According to him, only two classes of esteemed individuals existed in Gaul: druides and equites (which literally translates to “horsemen,” likely denoting combatants). The former were preoccupied with “divine worship, the proper performance of public and private sacrifices, and the resolution of ritual questions.” They instructed a considerable number of young men and presided over and rendered judgments in virtually all private and public disputes, including those involving criminal activity, inheritance disputes, and territorial disputes. Those who declined to acknowledge the decision they imposed were subject to the authority to order their total social exclusion.
Everyone acknowledged the supremacy of a solitary leader who occupied that position in perpetuity. Subsequent to the demise of each of these commanders, a fresh one was selected through armed conflict, popular vote, or evident superiority. They gathered annually at a specific time at a sacred site in the Carnutes territory, in the geographic center of Gaul, to adjudicate legal disputes from every region. Caesar documented that the Gauls held the belief that the ‘rule of life’ of the Druids had initially been formulated in Britain. Furthermore, he stated that individuals who were most determined to assiduously acquire the knowledge necessary to implement it continued to travel there to study.

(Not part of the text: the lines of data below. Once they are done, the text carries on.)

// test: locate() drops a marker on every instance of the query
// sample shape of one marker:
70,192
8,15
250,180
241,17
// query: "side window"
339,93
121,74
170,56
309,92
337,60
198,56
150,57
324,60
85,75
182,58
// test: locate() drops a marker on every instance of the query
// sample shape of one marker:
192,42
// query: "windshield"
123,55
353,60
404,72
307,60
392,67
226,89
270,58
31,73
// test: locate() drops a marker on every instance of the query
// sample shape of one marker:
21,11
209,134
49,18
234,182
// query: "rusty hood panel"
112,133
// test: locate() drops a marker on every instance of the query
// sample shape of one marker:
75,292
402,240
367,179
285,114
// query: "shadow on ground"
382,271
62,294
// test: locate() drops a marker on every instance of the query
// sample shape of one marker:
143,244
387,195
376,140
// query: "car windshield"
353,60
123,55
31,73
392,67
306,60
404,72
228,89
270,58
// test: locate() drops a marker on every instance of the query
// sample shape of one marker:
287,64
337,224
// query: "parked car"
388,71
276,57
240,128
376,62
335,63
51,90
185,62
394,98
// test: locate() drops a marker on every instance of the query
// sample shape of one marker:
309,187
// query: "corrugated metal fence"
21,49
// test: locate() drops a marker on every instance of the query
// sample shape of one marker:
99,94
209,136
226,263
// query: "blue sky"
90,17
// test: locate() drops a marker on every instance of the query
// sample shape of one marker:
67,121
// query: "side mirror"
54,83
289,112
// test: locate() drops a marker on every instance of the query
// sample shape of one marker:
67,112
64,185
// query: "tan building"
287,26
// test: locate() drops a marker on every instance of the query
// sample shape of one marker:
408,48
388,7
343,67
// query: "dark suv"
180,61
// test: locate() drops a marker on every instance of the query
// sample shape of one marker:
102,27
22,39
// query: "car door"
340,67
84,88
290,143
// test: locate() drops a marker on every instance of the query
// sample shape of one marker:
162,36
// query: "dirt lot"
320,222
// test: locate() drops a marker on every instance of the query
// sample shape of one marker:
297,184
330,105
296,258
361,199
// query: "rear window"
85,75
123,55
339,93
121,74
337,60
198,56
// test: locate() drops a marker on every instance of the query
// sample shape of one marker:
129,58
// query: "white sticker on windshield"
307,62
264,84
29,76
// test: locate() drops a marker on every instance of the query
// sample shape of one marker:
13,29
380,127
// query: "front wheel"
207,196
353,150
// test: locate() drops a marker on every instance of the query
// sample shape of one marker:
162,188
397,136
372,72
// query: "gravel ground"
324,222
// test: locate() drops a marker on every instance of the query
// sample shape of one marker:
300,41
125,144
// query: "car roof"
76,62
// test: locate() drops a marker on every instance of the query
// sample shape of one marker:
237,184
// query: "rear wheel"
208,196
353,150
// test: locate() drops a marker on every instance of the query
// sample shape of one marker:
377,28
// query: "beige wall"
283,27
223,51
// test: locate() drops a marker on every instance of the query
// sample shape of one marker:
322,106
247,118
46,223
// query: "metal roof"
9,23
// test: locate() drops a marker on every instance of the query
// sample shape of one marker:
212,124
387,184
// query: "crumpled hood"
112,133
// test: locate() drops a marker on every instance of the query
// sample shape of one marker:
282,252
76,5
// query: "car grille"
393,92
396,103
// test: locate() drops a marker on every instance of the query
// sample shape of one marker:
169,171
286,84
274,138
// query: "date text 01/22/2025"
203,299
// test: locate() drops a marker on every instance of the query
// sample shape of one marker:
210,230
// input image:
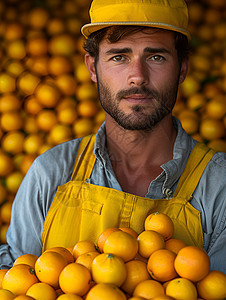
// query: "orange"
63,251
44,148
32,143
27,259
82,247
2,274
87,108
27,82
86,259
75,279
130,231
37,46
12,120
175,245
67,84
148,289
82,73
58,65
69,297
39,65
163,297
6,295
3,231
6,164
136,298
216,108
46,119
3,193
26,162
60,133
55,25
38,17
9,102
196,101
109,268
181,288
5,212
48,94
66,102
190,86
62,44
13,142
32,105
105,291
103,236
161,265
149,241
7,83
42,291
211,129
14,30
161,223
19,279
212,286
16,49
67,115
30,125
86,91
190,124
49,266
136,273
188,113
192,263
122,244
24,297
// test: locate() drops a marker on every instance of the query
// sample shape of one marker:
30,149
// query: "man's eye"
157,58
118,58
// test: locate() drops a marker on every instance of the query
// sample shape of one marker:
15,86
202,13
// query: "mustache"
139,91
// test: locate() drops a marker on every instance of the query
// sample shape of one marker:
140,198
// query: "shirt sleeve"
33,200
210,200
27,217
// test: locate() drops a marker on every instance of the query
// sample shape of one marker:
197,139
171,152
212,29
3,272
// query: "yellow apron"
81,210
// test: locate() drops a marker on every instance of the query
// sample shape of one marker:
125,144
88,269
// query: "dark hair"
115,33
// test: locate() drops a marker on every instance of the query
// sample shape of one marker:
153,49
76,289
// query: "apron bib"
82,211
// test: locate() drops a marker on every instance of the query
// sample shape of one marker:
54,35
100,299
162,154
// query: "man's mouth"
138,98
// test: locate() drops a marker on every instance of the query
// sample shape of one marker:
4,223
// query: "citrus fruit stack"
120,265
47,97
201,105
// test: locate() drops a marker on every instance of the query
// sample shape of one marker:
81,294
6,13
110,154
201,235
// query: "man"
141,160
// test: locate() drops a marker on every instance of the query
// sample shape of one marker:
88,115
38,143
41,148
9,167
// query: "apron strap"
83,167
198,159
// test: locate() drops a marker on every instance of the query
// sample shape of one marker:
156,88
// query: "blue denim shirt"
55,166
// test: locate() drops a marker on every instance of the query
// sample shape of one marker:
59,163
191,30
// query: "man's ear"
183,70
90,64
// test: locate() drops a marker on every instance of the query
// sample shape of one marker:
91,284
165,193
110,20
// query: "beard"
141,117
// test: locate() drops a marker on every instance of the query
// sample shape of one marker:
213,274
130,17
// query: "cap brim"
87,29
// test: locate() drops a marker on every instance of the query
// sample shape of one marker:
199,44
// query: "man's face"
138,78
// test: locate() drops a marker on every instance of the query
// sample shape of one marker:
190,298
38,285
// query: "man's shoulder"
219,159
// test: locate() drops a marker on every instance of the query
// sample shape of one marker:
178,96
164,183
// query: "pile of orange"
47,97
120,265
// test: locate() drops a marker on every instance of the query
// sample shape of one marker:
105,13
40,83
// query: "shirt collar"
172,170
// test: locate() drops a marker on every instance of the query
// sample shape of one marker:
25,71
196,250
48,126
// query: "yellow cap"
166,14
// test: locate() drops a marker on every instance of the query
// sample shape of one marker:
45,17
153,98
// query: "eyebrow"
129,50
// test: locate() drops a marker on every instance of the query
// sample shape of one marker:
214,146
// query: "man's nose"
138,73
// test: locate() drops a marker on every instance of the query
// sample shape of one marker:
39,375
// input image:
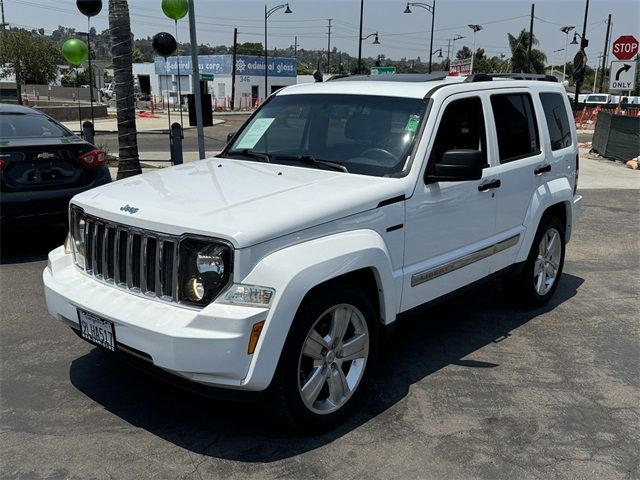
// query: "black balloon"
89,7
164,44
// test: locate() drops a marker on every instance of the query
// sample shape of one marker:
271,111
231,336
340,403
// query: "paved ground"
475,388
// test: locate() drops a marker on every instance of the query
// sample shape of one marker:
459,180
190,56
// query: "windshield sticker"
254,133
412,124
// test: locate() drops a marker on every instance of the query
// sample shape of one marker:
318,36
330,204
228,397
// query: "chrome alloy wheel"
333,358
545,270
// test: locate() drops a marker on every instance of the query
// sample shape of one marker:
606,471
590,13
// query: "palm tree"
519,60
121,51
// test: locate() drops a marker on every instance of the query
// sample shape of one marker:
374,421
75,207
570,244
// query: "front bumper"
208,346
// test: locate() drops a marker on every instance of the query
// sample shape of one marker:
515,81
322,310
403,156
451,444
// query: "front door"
449,225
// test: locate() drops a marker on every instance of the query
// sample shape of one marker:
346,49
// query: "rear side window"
557,121
32,125
461,127
515,126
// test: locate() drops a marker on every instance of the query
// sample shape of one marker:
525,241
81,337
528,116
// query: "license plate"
97,330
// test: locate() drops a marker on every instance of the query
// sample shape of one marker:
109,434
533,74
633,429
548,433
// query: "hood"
243,202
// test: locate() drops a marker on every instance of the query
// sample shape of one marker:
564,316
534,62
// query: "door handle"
542,169
483,187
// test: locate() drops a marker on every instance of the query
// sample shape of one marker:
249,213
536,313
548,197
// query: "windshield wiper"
309,160
263,157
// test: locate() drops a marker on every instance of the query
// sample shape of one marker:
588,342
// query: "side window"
557,121
515,126
461,127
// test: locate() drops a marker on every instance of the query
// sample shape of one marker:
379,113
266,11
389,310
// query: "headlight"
77,230
205,269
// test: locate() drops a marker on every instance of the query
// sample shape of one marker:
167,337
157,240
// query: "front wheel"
327,357
539,278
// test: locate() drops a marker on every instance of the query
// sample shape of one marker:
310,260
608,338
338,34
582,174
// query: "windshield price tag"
254,133
412,124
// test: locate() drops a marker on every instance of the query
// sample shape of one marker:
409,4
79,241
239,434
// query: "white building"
161,77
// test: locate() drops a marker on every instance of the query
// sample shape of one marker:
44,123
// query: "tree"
122,52
30,57
519,54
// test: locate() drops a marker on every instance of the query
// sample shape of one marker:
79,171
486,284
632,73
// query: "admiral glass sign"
220,65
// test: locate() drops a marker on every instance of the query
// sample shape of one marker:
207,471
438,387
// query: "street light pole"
453,46
431,9
584,43
267,14
475,28
565,30
195,79
360,38
553,57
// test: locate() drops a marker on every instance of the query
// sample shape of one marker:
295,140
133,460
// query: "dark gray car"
43,165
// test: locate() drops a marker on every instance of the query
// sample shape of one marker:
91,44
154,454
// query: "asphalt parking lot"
474,388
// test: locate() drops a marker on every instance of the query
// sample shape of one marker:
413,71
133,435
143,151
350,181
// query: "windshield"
364,134
21,125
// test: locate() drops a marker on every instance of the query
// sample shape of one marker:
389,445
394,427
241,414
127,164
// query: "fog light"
194,289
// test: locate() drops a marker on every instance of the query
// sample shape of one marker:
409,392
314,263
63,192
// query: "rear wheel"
538,280
327,357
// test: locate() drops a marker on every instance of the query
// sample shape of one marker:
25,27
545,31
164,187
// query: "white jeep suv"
338,206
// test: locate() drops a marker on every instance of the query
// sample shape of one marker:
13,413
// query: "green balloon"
175,9
75,51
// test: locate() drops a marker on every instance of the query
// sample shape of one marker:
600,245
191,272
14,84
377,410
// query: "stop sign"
625,47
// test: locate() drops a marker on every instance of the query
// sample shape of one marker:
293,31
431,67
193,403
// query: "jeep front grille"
141,261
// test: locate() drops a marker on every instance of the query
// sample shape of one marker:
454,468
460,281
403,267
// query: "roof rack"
487,77
396,77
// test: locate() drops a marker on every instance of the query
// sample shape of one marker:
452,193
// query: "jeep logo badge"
129,209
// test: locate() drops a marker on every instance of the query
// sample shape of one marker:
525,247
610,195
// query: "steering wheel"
378,153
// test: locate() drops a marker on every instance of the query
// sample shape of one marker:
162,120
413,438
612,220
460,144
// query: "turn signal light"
92,159
256,330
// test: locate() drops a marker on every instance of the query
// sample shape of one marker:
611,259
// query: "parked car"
43,165
338,207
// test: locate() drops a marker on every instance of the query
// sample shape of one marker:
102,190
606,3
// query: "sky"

This statement might imply that Britain was a haven for exceptional knowledge, but Caesar contradicted this notion in another section of his book. As a subsidiary operation of his conquest of Gaul, he himself twice launched invasions of the island. In his account of these, he noted that the indigenous British population, who resided in the interior and were attired in skins, subsisted on milk and meat since they did not till the soil, and held their wives in common.
As Caesar never entered the interior but remained in the south-eastern corner, which he claimed had been inhabited by agricultural tribes from Gaul that were culturally superior, all of this information was based on hearsay. The purpose of the excerpt was to instill in the Roman audience a profound sense of barbarism; therefore, it implicitly justified Caesar’s decision to halt the conquest of the island, whose inhabitants were so barbaric, abhorrent, and unprofitable.